All subjects were divided into two groups, consisting of 13 cases who developed DNS and 66 cases who did not, and were reviewed for clinical symptoms and laboratory findings at admission to the emergency department, circumstances of injury, treatment received during the acute phase, and other information to the extent check details available in the emergency department setting. Patient medical records were retrospectively reviewed, Inhibitors,research,lifescience,medical and patients who

developed DNS and patients who did not develop DNS were compared in terms of 16 items: gender, age, location of exposure, estimated duration of exposure, whether or not the patient was transported from another hospital, severity of impaired consciousness (i.e., Japan Coma Scale [JCS] score) when the patient was first seen at a hospital [19], CO-Hb level when the patient was first seen at Inhibitors,research,lifescience,medical a hospital, white blood cell (WBC) count and CK, CK-MB, and LDH levels on the day the patient was seen, whether or not there were abnormal findings from a head CT scan when the patient was first seen, whether or not HBO therapy was administered on the day the patient was seen, diagnostic category according Inhibitors,research,lifescience,medical to “Mental and behavioural disorders” in the International Classification of Diseases, Tenth Revision (ICD-10) [20], duration of hospital stay, and number of sessions of HBO therapy.
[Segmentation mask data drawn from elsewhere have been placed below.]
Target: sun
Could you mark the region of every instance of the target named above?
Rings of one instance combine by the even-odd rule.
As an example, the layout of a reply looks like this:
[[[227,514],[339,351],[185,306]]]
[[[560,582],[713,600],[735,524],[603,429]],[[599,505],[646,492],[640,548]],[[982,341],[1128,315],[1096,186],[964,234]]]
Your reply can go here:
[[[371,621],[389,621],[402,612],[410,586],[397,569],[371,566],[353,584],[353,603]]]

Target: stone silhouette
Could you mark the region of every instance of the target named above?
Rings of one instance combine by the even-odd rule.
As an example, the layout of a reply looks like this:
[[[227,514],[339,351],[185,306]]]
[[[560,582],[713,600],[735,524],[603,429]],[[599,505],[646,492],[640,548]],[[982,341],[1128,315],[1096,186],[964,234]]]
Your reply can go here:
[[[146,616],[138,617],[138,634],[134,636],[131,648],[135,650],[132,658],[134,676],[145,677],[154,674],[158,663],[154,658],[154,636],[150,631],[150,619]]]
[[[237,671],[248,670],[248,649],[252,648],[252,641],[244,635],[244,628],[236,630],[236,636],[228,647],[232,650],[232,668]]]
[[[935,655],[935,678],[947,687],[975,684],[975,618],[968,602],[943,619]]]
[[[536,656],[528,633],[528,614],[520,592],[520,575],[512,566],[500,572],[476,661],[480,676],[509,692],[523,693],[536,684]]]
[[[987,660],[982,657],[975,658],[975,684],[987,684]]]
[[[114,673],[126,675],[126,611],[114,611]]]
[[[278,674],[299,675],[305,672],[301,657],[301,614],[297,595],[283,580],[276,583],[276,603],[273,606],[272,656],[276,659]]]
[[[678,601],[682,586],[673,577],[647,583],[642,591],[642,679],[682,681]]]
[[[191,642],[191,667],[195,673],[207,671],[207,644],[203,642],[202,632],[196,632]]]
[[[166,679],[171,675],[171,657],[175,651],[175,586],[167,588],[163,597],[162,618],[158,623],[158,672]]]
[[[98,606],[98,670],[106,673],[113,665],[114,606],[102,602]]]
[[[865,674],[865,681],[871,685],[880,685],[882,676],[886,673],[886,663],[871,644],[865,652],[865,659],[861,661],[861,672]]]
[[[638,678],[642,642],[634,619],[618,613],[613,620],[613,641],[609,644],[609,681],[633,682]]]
In

addition, the patients were assessed in terms of their psychiatric Inhibitors,research,lifescience,medical symptoms using a Japanese version (by Kitamura, et al.) [21] of the Oxford University version of the Brief Psychiatric Rating Scale (BPRS), and were also investigated in terms of their general psychiatric symptoms and abilities of daily living using a Japanese translation by Kitamura, et al. of the Global Assessment Scale (GAS) [22]. Furthermore, the patients’ life events prior to their attempted suicide were assessed using the Life Change Units (LCU) of the Holmes Social Readjustment Rating Scale [23]. Note that JCS scores and CO-Hb levels used

in this study were those obtained at the first medical institution, not necessarily the Hospital, to which each patient was admitted in emergency, Inhibitors,research,lifescience,medical since quite a few cases were transferred to the Hospital under oxygen administration after consultation at another medical institution. Assessment and diagnosis of each review item were performed by an emergency psychiatrist or the Hospital’s psychiatrist on duty. Statistical processing was performed using Tryptophan synthase SPSS 17.0J for Windows. Testing of mean values, ratios and JCS scores was conducted using one-way analysis of variance, a chi-square test and the Mann-Whitney U test, respectively. In all tests, the level of significance was 5%, with significance probabilities being expressed in numbers. This study is a chart review study and we did not obtain informed consent. Personally identifiable information was excluded from data. Consideration was given to the protection of personal information in the process of data management and processing.